# ANC DBRX: Minimal LangGraph Notebook

This notebook is the Databricks-facing companion baseline. It demonstrates minimal LangGraph behavior while documenting the migration target from the GCP baseline.

## Status
- Current role: proof-of-concept and parity harness.
- Target role: Databricks notebook + Model Serving + Vector Search flow once migrated.

## Target Architecture Summary
- Development/debugging in notebooks
- Jobs/Workflows for ingest refresh
- Model Serving for embeddings and generation
- Vector Search for indexed retrieval
- MLflow for parity/evaluation tracking

## Guardrails
- Wikipedia-only sourcing for factual claims.
- Allow a small number of uploaded pictures only when files are sourced from Wikipedia/Wikimedia pages.
- Explicit uncertainty when retrieval evidence is weak.
- Keep this notebook minimal; feature work shifts to Flask localhost implementation.

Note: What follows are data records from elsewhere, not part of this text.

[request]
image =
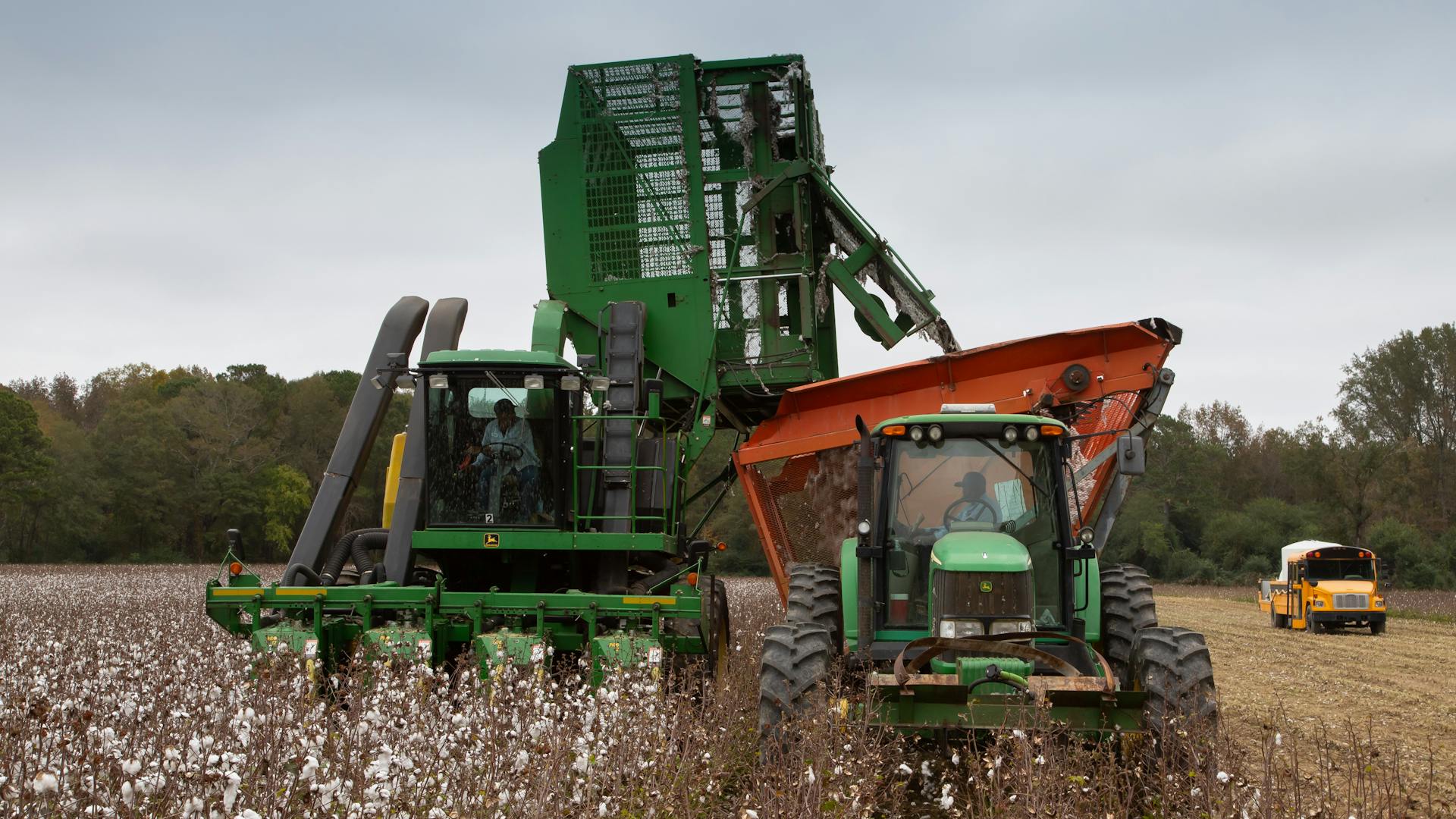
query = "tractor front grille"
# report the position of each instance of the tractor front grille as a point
(984, 594)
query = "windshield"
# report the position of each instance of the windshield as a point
(1340, 570)
(492, 452)
(968, 485)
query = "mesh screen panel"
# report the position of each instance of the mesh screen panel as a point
(635, 171)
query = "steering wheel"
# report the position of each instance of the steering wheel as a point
(971, 512)
(485, 447)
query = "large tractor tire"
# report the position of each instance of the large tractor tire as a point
(816, 596)
(1174, 668)
(1128, 608)
(794, 670)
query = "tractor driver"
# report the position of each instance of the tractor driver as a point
(509, 449)
(973, 504)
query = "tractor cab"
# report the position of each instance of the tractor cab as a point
(498, 439)
(971, 535)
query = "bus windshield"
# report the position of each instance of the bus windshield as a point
(1362, 569)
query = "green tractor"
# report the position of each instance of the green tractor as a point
(539, 503)
(971, 598)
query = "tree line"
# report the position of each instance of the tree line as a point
(153, 465)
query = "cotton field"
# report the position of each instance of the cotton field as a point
(120, 698)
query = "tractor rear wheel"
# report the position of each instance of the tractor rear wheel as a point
(1128, 608)
(794, 670)
(1174, 668)
(814, 596)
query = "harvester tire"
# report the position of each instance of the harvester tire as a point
(792, 673)
(814, 596)
(1128, 608)
(1174, 668)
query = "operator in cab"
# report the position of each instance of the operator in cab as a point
(509, 450)
(973, 504)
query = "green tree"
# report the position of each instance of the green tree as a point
(286, 496)
(1404, 394)
(24, 466)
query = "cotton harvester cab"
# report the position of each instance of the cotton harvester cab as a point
(693, 241)
(963, 579)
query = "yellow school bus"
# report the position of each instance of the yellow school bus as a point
(1324, 586)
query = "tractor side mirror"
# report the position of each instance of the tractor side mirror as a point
(1131, 455)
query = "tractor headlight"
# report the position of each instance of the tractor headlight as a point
(1009, 626)
(962, 629)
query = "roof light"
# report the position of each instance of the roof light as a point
(971, 409)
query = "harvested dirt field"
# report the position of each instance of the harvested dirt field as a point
(1395, 686)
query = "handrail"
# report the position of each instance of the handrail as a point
(584, 428)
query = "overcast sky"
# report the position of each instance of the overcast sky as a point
(216, 184)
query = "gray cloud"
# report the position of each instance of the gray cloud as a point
(213, 186)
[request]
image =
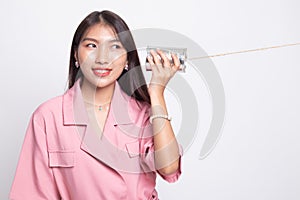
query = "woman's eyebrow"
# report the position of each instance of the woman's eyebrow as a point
(96, 41)
(90, 39)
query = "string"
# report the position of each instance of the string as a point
(244, 51)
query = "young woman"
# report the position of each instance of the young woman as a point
(110, 134)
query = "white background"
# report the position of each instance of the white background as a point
(258, 155)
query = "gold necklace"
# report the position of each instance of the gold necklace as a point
(100, 107)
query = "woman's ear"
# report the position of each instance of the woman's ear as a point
(75, 55)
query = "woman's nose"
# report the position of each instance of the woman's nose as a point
(102, 56)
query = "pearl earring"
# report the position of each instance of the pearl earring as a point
(76, 64)
(126, 67)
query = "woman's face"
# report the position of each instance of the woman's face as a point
(101, 56)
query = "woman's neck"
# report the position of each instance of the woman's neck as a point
(97, 95)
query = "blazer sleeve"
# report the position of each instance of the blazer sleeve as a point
(147, 153)
(34, 178)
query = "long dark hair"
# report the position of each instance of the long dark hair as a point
(132, 81)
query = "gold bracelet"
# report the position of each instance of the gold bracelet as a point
(167, 117)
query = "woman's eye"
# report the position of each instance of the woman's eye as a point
(116, 46)
(91, 45)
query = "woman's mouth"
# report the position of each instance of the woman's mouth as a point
(101, 72)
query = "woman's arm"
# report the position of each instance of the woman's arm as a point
(165, 143)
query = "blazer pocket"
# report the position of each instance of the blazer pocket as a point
(133, 149)
(61, 158)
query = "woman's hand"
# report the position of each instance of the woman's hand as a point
(162, 71)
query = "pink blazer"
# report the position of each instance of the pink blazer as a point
(64, 157)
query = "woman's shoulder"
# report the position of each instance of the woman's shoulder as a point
(50, 107)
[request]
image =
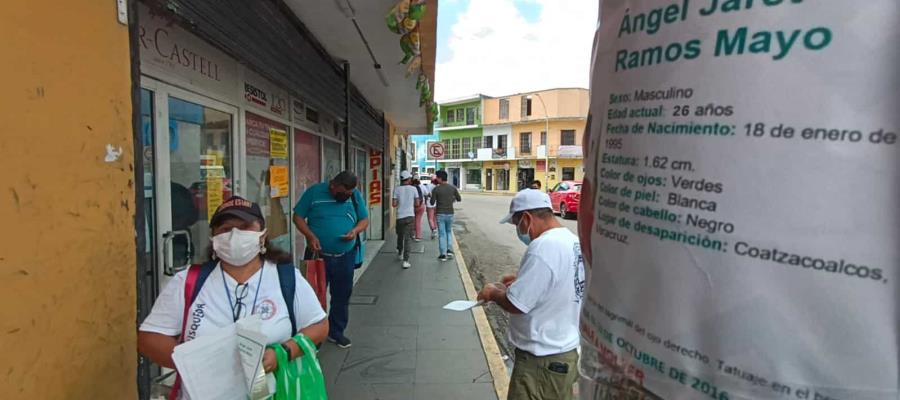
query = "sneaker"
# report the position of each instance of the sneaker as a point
(342, 342)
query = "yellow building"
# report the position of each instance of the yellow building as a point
(125, 124)
(533, 136)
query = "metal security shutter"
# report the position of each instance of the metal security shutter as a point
(267, 37)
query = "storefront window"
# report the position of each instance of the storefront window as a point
(200, 170)
(473, 177)
(332, 155)
(268, 176)
(307, 172)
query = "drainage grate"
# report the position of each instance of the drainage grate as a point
(363, 300)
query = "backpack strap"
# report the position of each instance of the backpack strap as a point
(287, 278)
(197, 274)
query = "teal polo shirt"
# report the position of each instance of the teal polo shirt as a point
(328, 218)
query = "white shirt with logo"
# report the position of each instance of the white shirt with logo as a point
(406, 196)
(548, 290)
(213, 309)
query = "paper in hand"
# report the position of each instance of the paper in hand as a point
(462, 305)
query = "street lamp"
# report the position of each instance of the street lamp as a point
(546, 146)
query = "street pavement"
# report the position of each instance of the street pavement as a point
(491, 249)
(405, 346)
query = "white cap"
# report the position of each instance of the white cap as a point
(528, 199)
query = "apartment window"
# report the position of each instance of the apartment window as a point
(504, 108)
(526, 106)
(567, 137)
(525, 142)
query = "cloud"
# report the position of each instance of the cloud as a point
(495, 50)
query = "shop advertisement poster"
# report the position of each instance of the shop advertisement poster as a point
(743, 230)
(278, 143)
(279, 181)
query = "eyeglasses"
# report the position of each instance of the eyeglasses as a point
(240, 293)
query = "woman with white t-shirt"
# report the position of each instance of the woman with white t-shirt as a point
(245, 281)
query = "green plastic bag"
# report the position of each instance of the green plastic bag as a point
(301, 378)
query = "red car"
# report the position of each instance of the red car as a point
(564, 198)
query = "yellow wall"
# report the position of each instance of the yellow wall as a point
(553, 137)
(561, 103)
(67, 264)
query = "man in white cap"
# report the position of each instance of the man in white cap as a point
(405, 199)
(543, 300)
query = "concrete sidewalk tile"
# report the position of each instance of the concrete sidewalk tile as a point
(451, 366)
(448, 338)
(380, 391)
(331, 358)
(380, 316)
(377, 365)
(437, 316)
(454, 391)
(385, 337)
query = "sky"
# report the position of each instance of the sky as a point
(501, 47)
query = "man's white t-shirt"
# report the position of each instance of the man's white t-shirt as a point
(212, 308)
(406, 196)
(426, 191)
(548, 290)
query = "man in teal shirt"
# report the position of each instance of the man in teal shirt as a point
(331, 215)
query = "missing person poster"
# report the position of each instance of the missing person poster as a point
(741, 204)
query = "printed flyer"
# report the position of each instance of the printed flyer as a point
(741, 197)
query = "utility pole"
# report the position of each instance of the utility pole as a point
(546, 146)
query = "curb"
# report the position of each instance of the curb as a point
(495, 361)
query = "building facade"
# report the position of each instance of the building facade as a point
(506, 142)
(159, 112)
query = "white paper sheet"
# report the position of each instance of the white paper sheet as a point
(462, 305)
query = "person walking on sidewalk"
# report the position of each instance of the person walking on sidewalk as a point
(331, 225)
(443, 196)
(420, 208)
(427, 188)
(543, 300)
(242, 277)
(405, 199)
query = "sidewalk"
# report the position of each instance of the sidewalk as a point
(405, 346)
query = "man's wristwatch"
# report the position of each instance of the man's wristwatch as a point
(287, 349)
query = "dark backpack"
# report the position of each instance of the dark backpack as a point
(198, 273)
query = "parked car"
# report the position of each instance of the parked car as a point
(564, 197)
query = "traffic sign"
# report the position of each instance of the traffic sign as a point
(436, 150)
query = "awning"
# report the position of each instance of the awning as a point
(388, 88)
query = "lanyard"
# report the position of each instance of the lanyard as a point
(234, 316)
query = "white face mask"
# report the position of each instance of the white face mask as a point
(237, 247)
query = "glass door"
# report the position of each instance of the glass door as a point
(193, 146)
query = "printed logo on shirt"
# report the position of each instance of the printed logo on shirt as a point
(266, 310)
(579, 273)
(195, 319)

## PlantUML Workflow Diagram

```plantuml
@startuml
title ANC DBRX Minimal LangGraph
start
:Input question;
:prepare_context node;
:draft_answer node;
:finalize_answer node;
:Return answer + citation placeholder;
stop
@enduml
```


In [None]:
# Uncomment in fresh environments:
# %pip install -q -r ../requirements-dbrx-dev.txt


In [None]:
from typing import TypedDict

from langgraph.graph import END, START, StateGraph


class GraphState(TypedDict):
    question: str
    provider: str
    context: str
    draft: str
    answer: str


def prepare_context(state: GraphState) -> GraphState:
    context = (
        f"{state['provider']} context stub for: {state['question']}. "
        "In full mode this would use retrieved chunks from Databricks Vector Search."
    )
    return {**state, 'context': context}


def draft_answer(state: GraphState) -> GraphState:
    draft = f"Draft answer based on context: {state['context']}"
    return {**state, 'draft': draft}


def finalize_answer(state: GraphState) -> GraphState:
    answer = (
        f"{state['draft']} Citation placeholder: "
        "https://en.wikipedia.org/wiki/Main_Page"
    )
    return {**state, 'answer': answer}


graph = StateGraph(GraphState)
graph.add_node('prepare_context', prepare_context)
graph.add_node('draft_answer', draft_answer)
graph.add_node('finalize_answer', finalize_answer)

graph.add_edge(START, 'prepare_context')
graph.add_edge('prepare_context', 'draft_answer')
graph.add_edge('draft_answer', 'finalize_answer')
graph.add_edge('finalize_answer', END)

app = graph.compile()
print('Graph compiled successfully.')


In [None]:
result = app.invoke(
    {
        'question': 'What is the Appalachian Plateau?',
        'provider': 'Databricks/DBRX',
        'context': '',
        'draft': '',
        'answer': '',
    }
)

for key in ('provider', 'question', 'context', 'draft', 'answer'):
    print(f"{key}: {result[key]}")


## Phased Plan and Next Phases

Databricks phases:
1. Parity harness with minimal graph behavior.
2. Notebook port with provider integrations.
3. Vector Search + Model Serving + evaluation tracking.

Product phases from this point:
1. Keep this notebook as a stable PoC artifact only.
2. Finish notebook baselines with Wikipedia/Wikimedia-only sourcing (including notebook picture files).
3. Move all feature development into the Flask localhost app.
4. Expand app/flask data sources to additional public sources (for example USGS).
5. Start iOS planning after Flask behavior is reliable.